Webinar cycle in Hydrogeology and Geochemistry
HYDROGEOLOGY GROUP (Associated Unit CSIC-UPC, Barcelona)
Date: Thursday, 18th May 2023
Starting time: 3:00 pm (Central European Time)
Author: Linus Walter (IMEDEA-CSIC, IDAEA-CSIC), PhD student
Title: Physics-informed Neural Networks to Simulate Subsurface Fluid Flow in Fractured Reservoirs
Live in: meet.google.com/pcs-rnxb-wnq (free of charge). You can watch it delayed on the Groundwater Hydrology Group YouTube channel:
Modeling fluid flow in fractured media is computationally demanding and presents challenges related to the representation of the fracture network.
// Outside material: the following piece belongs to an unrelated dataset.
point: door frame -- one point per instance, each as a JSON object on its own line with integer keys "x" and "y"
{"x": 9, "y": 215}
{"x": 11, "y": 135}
In this study, we utilize state-of-the-art Physics-Informed Neural Networks (PINN) to simulate subsurface flow in fractured reservoirs. A PINN can incorporate any physical laws that can be described by partial differential equations. We obtain a ground truth dataset by running a virtual pumping-well test in the numerical code “OpenGeoSys”. This model consists of a low-permeability rock matrix, intersected by a high-permeability fracture. First, we approximate the reservoir permeability k(x) with an Artificial Neural Network (ANN).
Second, we model the fluid pressure evolution p(x,t) with the PINN by informing it about the experimental well-testing data. Since observation wells are sparse in space (only the injection well in our case), we also ensure accordance of p(x) by satisfying mass conservation. The residual of this equation enforces the loss function of p(x,t) for random collocation points inside the domain. Our results indicate that the ANN is able to approximate k(x) even for a high permeability contrast. In addition, the successful interpolation of p(x,t) proves the PINN is a promising method for matching field data with physical laws.